Enlightenment, Science, and the Idol of Reason
A Vision in a Ballroom
In 1748, three young Basque noblemen — friends since childhood — gathered and dared to dream of transforming their society through knowledge. Their leader was Xavier María de Munibe e Idiáquez, Count of Peñaflorida (1729–1785). Together with the Marqués de Narros and Manuel Ignacio Altuna, the three men — known as the ‘Gentlemen of Azkoitia’ — founded the Royal Basque Society of Friends of the Country in Bergara, the first Sociedad Económica de los Amigos del País in Spain. It was modelled on the great Academies of Sciences across Europe.
Bergara became, almost overnight, one of the most intellectually alive towns in Spain. In 1776 the Royal Seminary of Bergara was formally founded — a symbol of Basque Enlightenment, pioneering scientific research, quality education, and cultural renewal. Painting was introduced into primary education. Bilingual Spanish-Basque operas were written and performed. The town’s skyline was intellectual ambition made visible.
A Man of Faith and Reason
What is remarkable about Peñaflorida is that he refused the false choice between faith and the Enlightenment that consumed so many of his European contemporaries. Though he showed clear French Enlightenment influence and tendencies toward the Encyclopedist movement, he never abandoned the moral code of authentic Christianity, learned in his family and never betrayed. He stands as Bergara’s greatest argument that faith does not fear knowledge.
The Brothers Who Put Bergara on the World Map
The Royal Seminary produced its most famous moment on 28 September 1783, when two brothers changed chemistry forever. In the Laboratorium Chemicum of the Royal Basque Society, Fausto and Juan José Elhuyar achieved the isolation of tungsten — the only chemical element discovered in Spain and the first ever isolated in the world without being directly extracted from nature. They called it volfram. The discovery sent ripples across Europe. After their achievement, Juan José was appointed director of mines in what is now Colombia; Fausto became supervisor of Mexico’s mining industry. Bergara’s sons were shaping continents.
Ignatius: The Cannonball Before the Laboratory
To understand what Bergara’s intellectual pride can both achieve and miss, it is worth standing back and looking at Ignatius of Loyola — Bergara’s Basque neighbour — through the lens of this part’s theme.
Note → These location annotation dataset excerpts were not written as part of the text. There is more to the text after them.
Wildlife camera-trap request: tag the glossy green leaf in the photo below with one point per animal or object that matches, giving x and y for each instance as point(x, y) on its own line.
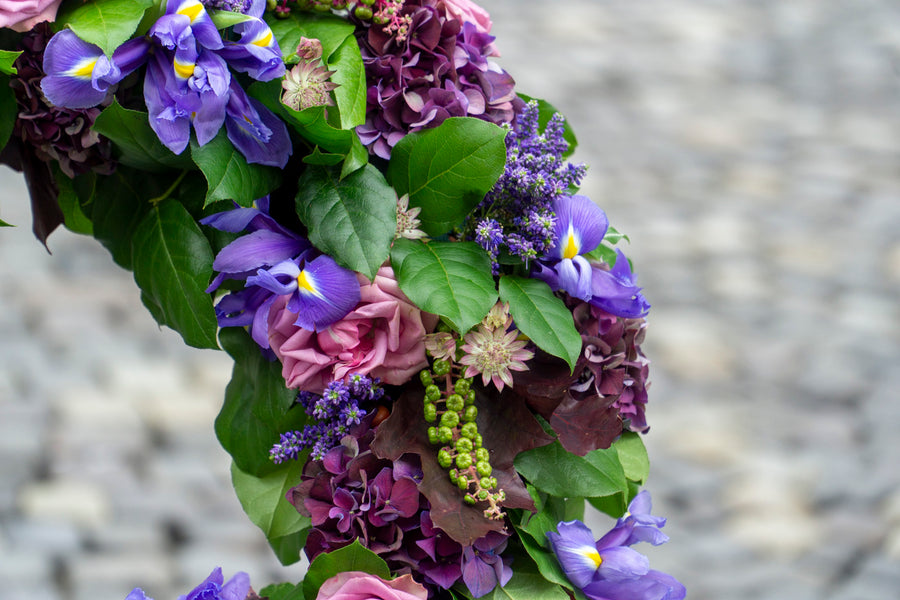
point(332, 31)
point(447, 170)
point(633, 456)
point(263, 499)
point(8, 110)
point(258, 407)
point(173, 266)
point(7, 58)
point(106, 23)
point(282, 591)
point(545, 112)
point(137, 144)
point(555, 471)
point(229, 175)
point(349, 558)
point(350, 75)
point(352, 219)
point(450, 279)
point(542, 316)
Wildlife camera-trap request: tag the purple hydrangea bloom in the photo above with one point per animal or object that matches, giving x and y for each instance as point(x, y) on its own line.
point(608, 569)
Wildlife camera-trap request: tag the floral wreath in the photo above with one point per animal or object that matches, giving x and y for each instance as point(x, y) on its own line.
point(436, 339)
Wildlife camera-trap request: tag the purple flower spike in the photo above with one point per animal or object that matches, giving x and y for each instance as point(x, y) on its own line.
point(78, 73)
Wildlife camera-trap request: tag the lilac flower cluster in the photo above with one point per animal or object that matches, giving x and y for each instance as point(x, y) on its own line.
point(609, 568)
point(338, 408)
point(517, 214)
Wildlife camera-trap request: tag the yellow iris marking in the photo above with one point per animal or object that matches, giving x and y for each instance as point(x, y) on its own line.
point(594, 557)
point(265, 40)
point(571, 249)
point(305, 282)
point(191, 11)
point(84, 70)
point(183, 70)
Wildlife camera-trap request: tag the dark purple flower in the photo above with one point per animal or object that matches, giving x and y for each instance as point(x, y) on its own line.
point(608, 569)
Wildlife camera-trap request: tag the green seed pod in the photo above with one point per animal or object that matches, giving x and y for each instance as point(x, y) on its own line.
point(469, 430)
point(445, 435)
point(363, 13)
point(464, 445)
point(455, 403)
point(463, 461)
point(449, 419)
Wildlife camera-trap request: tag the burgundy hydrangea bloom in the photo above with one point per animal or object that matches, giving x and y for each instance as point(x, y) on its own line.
point(439, 69)
point(57, 134)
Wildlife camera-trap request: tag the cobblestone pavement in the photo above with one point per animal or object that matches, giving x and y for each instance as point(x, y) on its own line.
point(751, 150)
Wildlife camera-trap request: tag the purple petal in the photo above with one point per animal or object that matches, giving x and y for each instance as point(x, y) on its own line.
point(255, 131)
point(580, 226)
point(256, 250)
point(327, 293)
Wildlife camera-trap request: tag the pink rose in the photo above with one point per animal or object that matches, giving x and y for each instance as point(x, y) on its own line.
point(356, 585)
point(466, 10)
point(384, 336)
point(22, 15)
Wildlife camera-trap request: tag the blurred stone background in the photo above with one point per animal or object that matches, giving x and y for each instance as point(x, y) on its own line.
point(751, 150)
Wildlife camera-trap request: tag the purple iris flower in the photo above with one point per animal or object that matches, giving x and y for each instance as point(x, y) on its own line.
point(255, 131)
point(79, 75)
point(607, 569)
point(579, 229)
point(213, 587)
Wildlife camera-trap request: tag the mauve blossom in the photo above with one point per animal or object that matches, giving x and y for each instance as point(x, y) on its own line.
point(22, 15)
point(356, 585)
point(384, 336)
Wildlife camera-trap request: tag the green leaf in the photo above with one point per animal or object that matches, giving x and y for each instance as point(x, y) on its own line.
point(106, 23)
point(542, 316)
point(229, 175)
point(7, 58)
point(223, 19)
point(137, 143)
point(258, 406)
point(557, 472)
point(352, 219)
point(8, 110)
point(332, 31)
point(450, 279)
point(545, 112)
point(633, 456)
point(173, 266)
point(264, 501)
point(282, 591)
point(349, 558)
point(447, 170)
point(350, 75)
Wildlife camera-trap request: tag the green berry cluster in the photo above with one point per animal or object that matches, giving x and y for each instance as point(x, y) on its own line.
point(451, 413)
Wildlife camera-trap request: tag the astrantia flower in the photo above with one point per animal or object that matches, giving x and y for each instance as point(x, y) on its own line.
point(608, 569)
point(407, 220)
point(494, 354)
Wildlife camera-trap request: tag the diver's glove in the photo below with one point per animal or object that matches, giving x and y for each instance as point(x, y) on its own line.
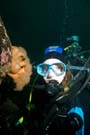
point(73, 122)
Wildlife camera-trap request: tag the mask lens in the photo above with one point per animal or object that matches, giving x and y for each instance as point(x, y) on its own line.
point(57, 68)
Before Ignatius was a saint, he was the Basque ideal: a soldier, a courtier, ambitious, proud, and supremely confident in his own capacity to shape his destiny. Then, at the siege of Pamplona in May 1521, a French cannonball shattered his leg. Carried home to Azpeitia to convalesce, he asked for the adventure novels befitting a man of his station — and was given instead the Life of Christ and a book of saints’ lives. He read them because there was nothing else.
During that bedridden season, he began to notice something. When he daydreamed about military glory and courtly conquest, he felt a rush of excitement — and then, afterward, a deep emptiness. But when he read about the saints and imagined following Christ, the feeling that remained was different: a quiet, lasting joy. This capacity to distinguish the spirit that lifts from the spirit that ultimately deflates became the foundation of all Ignatian spirituality — what he called discernment of spirits.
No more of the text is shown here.